Linux Users Banned From World of Warcraft?
Turmoyl writes "Many Cedega (formerly WINEX) users claim to have been mistakenly caught up in a security sweep of the U.S. game servers performed by Blizzard's World of Warcraft Game Master (GM) staff. Affected users received the same strongly-worded 'Notice of Account Closure' email messages that true bot users did, in which they were accused of the 'Use of Third Party Automation Software.' While diagnosis of this event continues early speculation points to Blizzard's use of the Warden anti-cheating spyware application that is bundled with World of Warcraft, and the odd things that may have been produced by it when it was run via Cedega.

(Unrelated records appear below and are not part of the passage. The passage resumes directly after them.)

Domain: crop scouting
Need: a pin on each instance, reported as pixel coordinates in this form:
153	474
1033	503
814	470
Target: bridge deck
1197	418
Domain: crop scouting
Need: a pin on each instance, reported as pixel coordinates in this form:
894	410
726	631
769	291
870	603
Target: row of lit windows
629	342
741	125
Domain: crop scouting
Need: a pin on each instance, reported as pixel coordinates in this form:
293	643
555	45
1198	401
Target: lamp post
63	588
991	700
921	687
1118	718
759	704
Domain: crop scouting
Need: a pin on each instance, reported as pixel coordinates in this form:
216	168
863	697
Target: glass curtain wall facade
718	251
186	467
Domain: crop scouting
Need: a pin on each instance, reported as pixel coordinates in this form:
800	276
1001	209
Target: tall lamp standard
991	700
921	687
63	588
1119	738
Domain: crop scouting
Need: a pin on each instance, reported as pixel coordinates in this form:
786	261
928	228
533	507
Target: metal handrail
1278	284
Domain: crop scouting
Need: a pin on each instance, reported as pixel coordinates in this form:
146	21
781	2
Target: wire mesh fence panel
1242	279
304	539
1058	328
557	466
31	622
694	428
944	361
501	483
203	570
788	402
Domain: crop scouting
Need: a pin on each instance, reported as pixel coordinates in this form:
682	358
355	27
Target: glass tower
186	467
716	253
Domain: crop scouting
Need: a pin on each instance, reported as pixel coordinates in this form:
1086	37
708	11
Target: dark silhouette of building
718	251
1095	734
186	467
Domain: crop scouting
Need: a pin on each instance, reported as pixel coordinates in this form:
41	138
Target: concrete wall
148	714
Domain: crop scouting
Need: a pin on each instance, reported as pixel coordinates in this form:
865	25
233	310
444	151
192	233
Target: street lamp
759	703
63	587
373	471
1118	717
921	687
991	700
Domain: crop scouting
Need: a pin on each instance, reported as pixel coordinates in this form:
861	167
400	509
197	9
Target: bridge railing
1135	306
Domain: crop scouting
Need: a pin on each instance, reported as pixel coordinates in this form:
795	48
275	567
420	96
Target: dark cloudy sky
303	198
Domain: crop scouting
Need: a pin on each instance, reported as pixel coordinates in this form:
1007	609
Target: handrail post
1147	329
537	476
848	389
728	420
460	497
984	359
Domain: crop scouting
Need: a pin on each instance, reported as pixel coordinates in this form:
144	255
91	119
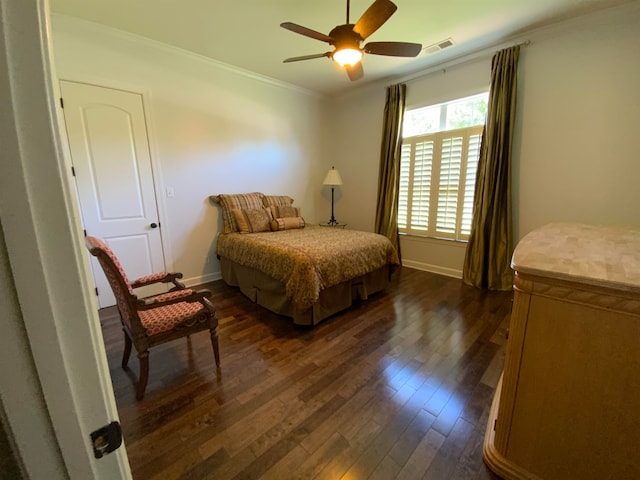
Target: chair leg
127	350
215	345
144	374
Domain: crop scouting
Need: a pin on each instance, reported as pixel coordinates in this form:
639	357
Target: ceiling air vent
436	47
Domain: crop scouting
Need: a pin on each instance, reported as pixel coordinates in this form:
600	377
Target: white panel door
109	146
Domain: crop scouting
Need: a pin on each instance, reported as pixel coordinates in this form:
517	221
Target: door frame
156	172
51	314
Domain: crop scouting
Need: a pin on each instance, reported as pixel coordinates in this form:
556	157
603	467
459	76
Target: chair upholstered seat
163	319
150	321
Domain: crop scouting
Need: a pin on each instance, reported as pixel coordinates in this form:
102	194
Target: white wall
218	130
213	129
577	151
576	154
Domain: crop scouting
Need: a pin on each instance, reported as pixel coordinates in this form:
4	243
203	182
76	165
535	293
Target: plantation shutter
450	163
421	191
447	161
470	183
405	181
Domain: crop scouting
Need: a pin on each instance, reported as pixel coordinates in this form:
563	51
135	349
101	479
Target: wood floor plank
396	387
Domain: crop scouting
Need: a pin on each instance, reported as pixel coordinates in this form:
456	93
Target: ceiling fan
347	38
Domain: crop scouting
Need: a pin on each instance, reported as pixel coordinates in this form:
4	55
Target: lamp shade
332	178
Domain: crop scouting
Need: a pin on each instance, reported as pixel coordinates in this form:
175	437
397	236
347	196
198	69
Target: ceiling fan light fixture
347	56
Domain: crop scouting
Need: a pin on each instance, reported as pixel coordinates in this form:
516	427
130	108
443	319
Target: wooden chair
157	319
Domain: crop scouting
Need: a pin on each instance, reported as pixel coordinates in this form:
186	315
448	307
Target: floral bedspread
310	259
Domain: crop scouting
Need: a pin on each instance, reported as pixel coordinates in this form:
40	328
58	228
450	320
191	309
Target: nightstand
334	225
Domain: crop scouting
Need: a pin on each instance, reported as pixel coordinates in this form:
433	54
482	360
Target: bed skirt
270	293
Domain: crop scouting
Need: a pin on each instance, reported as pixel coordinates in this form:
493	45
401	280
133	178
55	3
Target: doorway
109	145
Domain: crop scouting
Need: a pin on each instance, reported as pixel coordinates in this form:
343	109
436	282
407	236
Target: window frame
432	228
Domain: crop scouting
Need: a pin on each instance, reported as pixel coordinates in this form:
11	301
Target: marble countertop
590	254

Emails to World of Warcraft's Account Administration staff continue to go unanswered while the list of affected people continues to grow."
The first 59 levels were great. 60+ was a whole different game.
Warden was just the last reason I needed to leave the game. A poorly designed client/server infrastructure is no excuse for Blizz snooping outside it's own client's memory space.
When WoW went GA in late '04, the 1-60 run was great. Good quest chains, plenty of instances to go do that were original. Once 60, MC and other raids were doable and took some smarts to deal with each boss's tactics.
Fast forward two years. No expansions, no significant new content other than a raid zone or two, a hastily-made "honor" system which forces people to have to play daily in order to not lose rank, battlegrounds which two of which can be won constantly by exploiting terrain, or just using good ol' speedhacks.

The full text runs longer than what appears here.